Основная аргументация Шпенглера сосредоточена на обосновании тезиса, что каждая система права органически соответствует той или иной культуре, а ни в коей мере не является универсальной, в силу чего заимствование чужой правовой системы может иметь весьма печальные последствия. «Понятия права должны быть от чего-то отвлечены. И в этом-то и заключается злой рок: вместо того чтобы получить их из устойчивого и строгого общественного и экономического существования, они преждевременно и излишне быстро абстрагируются из латинских рукописей. Западноевропейский юрист становится филологом…»[393] И вывод: «Почему наше право в понятийном отношении бессильно перед лицом великих фактов сегодняшней экономики? Потому что оно знает личность лишь как тело»[394].

Кажется, Шпенглер упоминает лишь три правовые системы: античную, западноевропейскую и арабскую, при этом последняя упоминается им только с целью подчеркнуть глубину и принципиальность отличия правовых систем[395]. Античное право – право полисное, построенное на теле, даже вещное и божественное право в его рамках оперируют телами, не более[396]. Кроме того, это право практики, частных случаев, мгновения[397], в то время как западноевропейское (в качестве образца Шпенглер рассматривает английское) – система права, право вечности[398]. Современное немецкое право не может выступать образцом – оно слишком искажено влиянием римского. «Вследствие этого мы имеем частное право, построенное на призрачном основании позднеантичной экономики»[399].

«Политическая жизнь готического раннего времени с его крестьянской, феодальной и простейшей городской системой права уже очень скоро приводят к обособленному развитию трёх великих правовых областей, которые и сегодня существуют, совершенно друг с другом не соприкасаясь. Единой сравнительной истории западноевропейского права, которая проследила бы смысл этого развития до самой его глубины, пока не создано»[400], – утверждает автор «Заката Европы». Что касается собственно механизмов происхождения права или его источников, то об этом он почти не говорит, если не относить сюда беглое упоминание о том, что античное право рождается из практического опыта, а арабское – от Бога[401].

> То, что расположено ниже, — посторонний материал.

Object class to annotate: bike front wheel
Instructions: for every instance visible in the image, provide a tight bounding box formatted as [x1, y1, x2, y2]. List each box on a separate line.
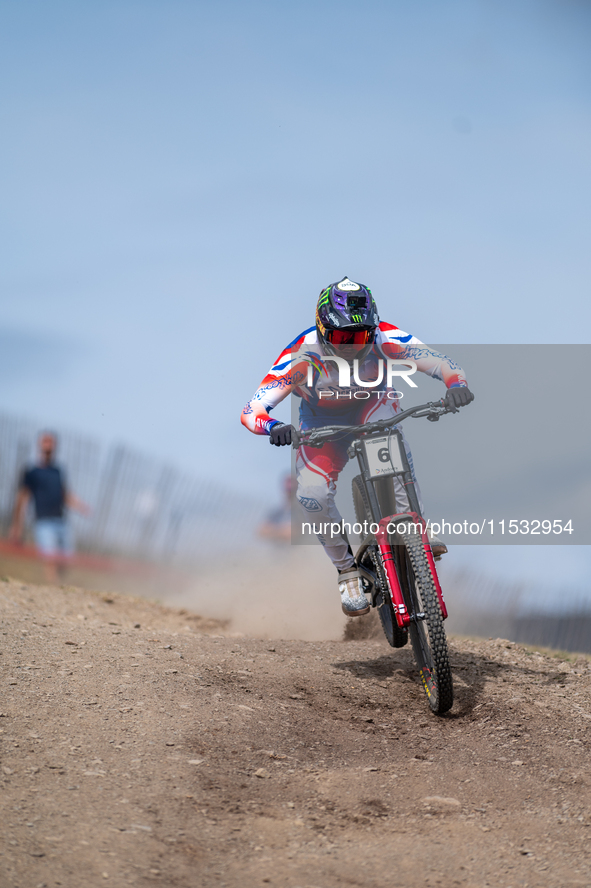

Теория Шпенглера подвергалась беспощадной критике едва ли не по всем вопросам, в том числе по вопросу о праве, но его основной тезис – о принадлежности права культуре – получил в дальнейшем широкое распространение. Здесь не место рассматривать его теорию, но многие отдельные наблюдения «Заката Европы» представляются столь же глубокими и точными, сколь афористична и отточена форма их изложения.

Я не вполне уверен, можно ли говорить о существовании особой теории права у З. Фрейда (1856–1939), но нет сомнения, во-первых, в том, что Фрейд интересовался вопросами права и выдвинул гипотезу его первоначального происхождения, а во-вторых, что ряд положений создателя психоанализа оказали существенное влияние почти на все постфрейдовские учения об обществе. Фрейд касается права как неотъемлемой составляющей культуры в своем рассмотрении общества и его проблем. Эти проблемы волновали Фрейда с ранней юности и, как он сам пишет в своей биографии, его интерес был направлен прежде всего на человеческие отношения, а потому Фрейд даже хотел изучать юриспруденцию[402]. Жизнь сложилась иначе, и к вопросам отношений людей в обществе он вернулся спустя многие годы, рассматривая их через призму психоаналитической теории. Эта теория шла вразрез практически со всеми существовавшими на тот момент учениями об обществе. Кроме того, Фрейд был критически настроен к современному ему обществу и господствовавшей в нем культуре. Вместе с тем справедливо будет сказать, что «Фрейд вообще не знал критики общества в ее современном понимании и как аналитик даже не мог ее себе позволить»[403]. Основным методом фрейдовского анализа была аналогия – весьма сомнительный с точки зрения логики метод. Отправным пунктом в изучении общества был отдельный человек, его личная судьба; Фрейд рассматривал человека во множественном числе как общество, а общество – как множество отдельных людей[404].

Непосредственно вопросов права Фрейд касается лишь в нескольких работах и письмах, но так как нас интересует прежде всего проблема происхождения права, то мы ограничимся двумя работами – «Тотем и табу» (1913) и «Неудобства культуры» (1929)[405]. Так как в более поздней работе Фрейд развивает идеи более ранней при прямых отсылках к ней, то я буду исходить из порядка, обратного хронологии.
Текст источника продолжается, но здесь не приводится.